GG: It's the mining methods that have gotten a lot of attention for the environmental issues, and the panel that you were on was looking into how oil companies monitor and report environmental impacts. The industry has a pretty bad reputation when it comes to environmental issues. Do you believe that reputation is earned?

AM: It certainly is an industry that's had a great deal of visual impact on the environment. Clearly what has caught everyone's attention are the huge surface strip mines which cover large areas and then the tailings ponds which are areas from which the oil has been removed that are established as ponds in which the used water is collected.

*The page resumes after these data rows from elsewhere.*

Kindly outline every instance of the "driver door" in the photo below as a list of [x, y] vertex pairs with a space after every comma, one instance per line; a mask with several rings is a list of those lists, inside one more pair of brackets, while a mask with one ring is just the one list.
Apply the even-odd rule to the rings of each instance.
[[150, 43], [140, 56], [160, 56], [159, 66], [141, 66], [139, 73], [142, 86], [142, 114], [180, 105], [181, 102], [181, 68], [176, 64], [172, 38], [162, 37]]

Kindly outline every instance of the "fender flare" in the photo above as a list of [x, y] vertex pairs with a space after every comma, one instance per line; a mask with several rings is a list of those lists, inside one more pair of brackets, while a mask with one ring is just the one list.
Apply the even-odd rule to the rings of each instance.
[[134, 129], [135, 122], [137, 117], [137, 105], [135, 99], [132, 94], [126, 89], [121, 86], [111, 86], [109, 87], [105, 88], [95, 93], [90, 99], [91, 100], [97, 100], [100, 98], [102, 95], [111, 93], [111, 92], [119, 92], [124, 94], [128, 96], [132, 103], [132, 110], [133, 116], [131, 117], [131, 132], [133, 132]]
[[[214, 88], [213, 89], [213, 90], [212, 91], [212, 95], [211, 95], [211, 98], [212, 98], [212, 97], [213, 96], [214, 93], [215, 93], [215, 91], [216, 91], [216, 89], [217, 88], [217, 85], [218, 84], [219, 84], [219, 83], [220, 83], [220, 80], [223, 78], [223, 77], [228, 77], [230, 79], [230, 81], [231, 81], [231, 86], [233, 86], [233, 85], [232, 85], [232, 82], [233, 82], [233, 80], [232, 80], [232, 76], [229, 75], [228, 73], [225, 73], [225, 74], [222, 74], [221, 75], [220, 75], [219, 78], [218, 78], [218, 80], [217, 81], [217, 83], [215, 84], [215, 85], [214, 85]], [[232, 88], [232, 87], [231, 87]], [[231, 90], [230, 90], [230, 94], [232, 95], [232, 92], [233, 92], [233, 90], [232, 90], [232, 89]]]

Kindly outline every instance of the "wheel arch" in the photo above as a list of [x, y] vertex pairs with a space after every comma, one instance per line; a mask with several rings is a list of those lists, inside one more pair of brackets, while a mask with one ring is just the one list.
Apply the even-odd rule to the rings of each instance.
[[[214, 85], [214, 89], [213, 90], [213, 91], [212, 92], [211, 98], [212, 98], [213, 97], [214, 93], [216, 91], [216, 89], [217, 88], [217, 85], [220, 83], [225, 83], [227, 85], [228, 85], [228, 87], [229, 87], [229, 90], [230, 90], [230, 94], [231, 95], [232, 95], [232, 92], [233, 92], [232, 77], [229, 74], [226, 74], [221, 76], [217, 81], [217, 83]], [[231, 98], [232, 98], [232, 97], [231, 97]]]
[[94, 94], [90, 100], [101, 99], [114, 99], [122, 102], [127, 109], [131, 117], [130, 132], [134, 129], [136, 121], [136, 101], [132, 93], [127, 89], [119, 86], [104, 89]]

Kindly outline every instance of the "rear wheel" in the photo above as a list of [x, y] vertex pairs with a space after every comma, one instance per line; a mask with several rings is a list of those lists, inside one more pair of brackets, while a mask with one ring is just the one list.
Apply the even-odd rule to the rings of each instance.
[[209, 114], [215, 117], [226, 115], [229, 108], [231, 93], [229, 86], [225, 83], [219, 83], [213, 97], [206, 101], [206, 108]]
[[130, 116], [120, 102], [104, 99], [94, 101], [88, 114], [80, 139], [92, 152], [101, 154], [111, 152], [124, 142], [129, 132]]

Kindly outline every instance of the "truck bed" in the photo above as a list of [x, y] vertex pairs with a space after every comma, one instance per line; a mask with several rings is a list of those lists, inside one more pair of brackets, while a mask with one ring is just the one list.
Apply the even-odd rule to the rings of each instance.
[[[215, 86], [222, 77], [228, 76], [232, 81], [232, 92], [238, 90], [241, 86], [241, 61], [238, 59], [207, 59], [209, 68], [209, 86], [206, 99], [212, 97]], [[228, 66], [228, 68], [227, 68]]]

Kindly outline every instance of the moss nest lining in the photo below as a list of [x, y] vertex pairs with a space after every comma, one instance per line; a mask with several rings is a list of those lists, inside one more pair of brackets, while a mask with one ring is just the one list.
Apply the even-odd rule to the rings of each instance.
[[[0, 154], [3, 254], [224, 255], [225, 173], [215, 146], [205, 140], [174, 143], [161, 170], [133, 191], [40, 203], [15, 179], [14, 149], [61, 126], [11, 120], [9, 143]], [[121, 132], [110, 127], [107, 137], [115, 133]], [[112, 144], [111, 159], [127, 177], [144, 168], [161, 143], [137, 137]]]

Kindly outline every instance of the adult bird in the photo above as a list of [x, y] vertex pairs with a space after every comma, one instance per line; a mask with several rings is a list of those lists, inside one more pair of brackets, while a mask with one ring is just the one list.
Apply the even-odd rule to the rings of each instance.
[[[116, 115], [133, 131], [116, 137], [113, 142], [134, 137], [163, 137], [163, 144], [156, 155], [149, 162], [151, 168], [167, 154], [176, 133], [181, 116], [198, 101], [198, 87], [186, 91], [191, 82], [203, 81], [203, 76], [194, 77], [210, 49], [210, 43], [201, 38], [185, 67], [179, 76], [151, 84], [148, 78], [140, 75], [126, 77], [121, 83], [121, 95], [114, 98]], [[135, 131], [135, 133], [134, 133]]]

This is poisonous water. It contains a lot of toxic materials. Birds that land in it die almost immediately and so there's a lot of attempt being made to keep the birds off them. These are very large industrial facilities. They can be seen them from space. You can see them very easily on Google Earth for example. Just by virtue of the magnitude of the operations there's a tendency to think that they are vast environmental catastrophes. But in fact if you look at the facts carefully in detail, which the Royal Society of Canada did last Fall, you find that they are really no worse than other major industrial operations. There's a certain amount of toxic materials that are being released into the waters but at a fairly low level. In the very long run, 20 to 30 years, it seems likely that the pollution can be managed. But there are unquestionably short term and very localized effects that are certainly very noticeable and these have received a lot attention.

GG: So there are the environmental issues, but the oil sands must also be a major employer in that part of the country.

AM: Oh, absolutely and it's the First Nations or aboriginal peoples that are being most affected both by the pollution and by the employment. Some of the major concerns about the oil sands have arisen from concerns about high cancer rates at a small First Nations community called Fort Chipewyan which is downstream from the Athabasca River, and they get their drinking water from this river and they breathe the air and so on. And there are concerns about high disease rates at Fort Chipewyan. On the other hand the location of the industry there provides tremendous employment opportunities. Fort McKay, which is another small aboriginal community right in the middle of the oil sands development area, I've been told that practically every adult male and female is employed one way or another either within the industry or within service companies that are there to provide services to the industry. So it's a huge employment benefit for the First Nations peoples. The industry is even now in little more than a startup phase, although it's part of a much broader problems with oil and gas in general that we are approaching the limits of the availability of oil and gas globally. The United States is still the largest consumer of oil and gas and imports now something like 60 percent of the oil and gas that is used domestically within the United States. Canada is the largest single supplier. This problem of supply is only going to get larger as growing economies like China and India compete for the remaining global resources.

Different groups have taken different perspectives on the Alberta oil sands:

-The Natural Resources Defense Council calls the region one of the dirtiest sources of fuel on the globe and a threat to clean energy development in the U.S.

-A report compiled by researchers for the Royal Society of Canada suggests that some environmental concerns are overplayed and that pollution from the oil sands is comparable to other heavy industries in Canada such as energy production.

-Dr. Miall and other members of the Oil Sands Advisory Panel recommend putting stronger environmental monitoring systems in place to trace long term impacts on the Athabasca River and surrounding boom towns.